Frequency Selective Voltmeters

audiofrequencymeter

Does anyone here know of any cheap-ish handheld meters that are capable of measuring the voltage at specific audio frequencies?

I'm dealing with a few constant frequency signals on the same wire – and would love to be able to tell the voltage at specific frequencies.


The answer below is a great answer – and I guess I should have clarified slightly in asking the original question.

The frequencies are specific frequencies: i.e. 1560 Hz, 1620 Hz, 1680 Hz, 1850 Hz

I have thought of using a scopemeter with fft support, but haven't though of using a microcontroller with fft! I'll have to look into that.
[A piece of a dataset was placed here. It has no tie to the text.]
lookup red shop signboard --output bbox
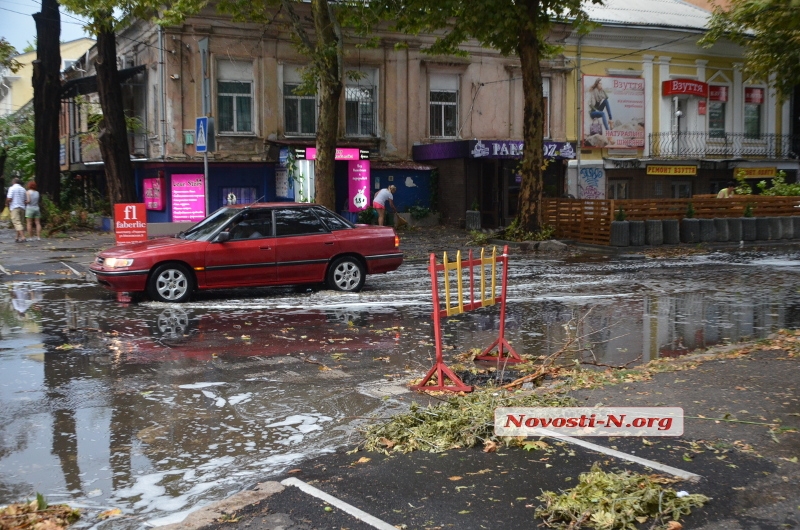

I've also looked into using bandpass filters, but the frequencies are so close together that the orders would be crazy high.

Best Answer

There are two non-commercial product options. One is that you go with something like this:

enter image description here

That's a MSP430 Launchpad with a Nokia LCD, but all of the signal processing is done on the MSGEQ7, a graphic equalizer display, commonly referred as a "spectrum analyzer".

MSGEQ7- The seven band graphic equalizer IC is a CMOS chip that divides the audio spectrum into seven bands. 63Hz, 160Hz, 400Hz, 1kHz, 2.5kHz, 6.25kHz and 16kHz.

There are a bunch of different projects done with it, some have led matrixes, others have leds that vary brightness instead. Arduino too. There is a 5 band version MSGEQ5A (Frequencies between the 7 band version).

Another option is determining the frequencies yourself, through a FFT process using the analog in of any common microcontroller. Especially if is a small, known amount of fixed frequencies. WAY cheaper than any commercial spectrum analyzer, but it does depend on the frequencies themselves. Your microcontroller (and code) needs to be able to sample the signal at atleast twice as fast as the desired frequency (A mcu running at 1mhz will not accurately sample a 1mhz signal, even before you get into code slowing that down)

Edit: You can even go old school discrete analog solution, by using bandpass filters to isolate the frequencies you want to measure, and measuring them individually.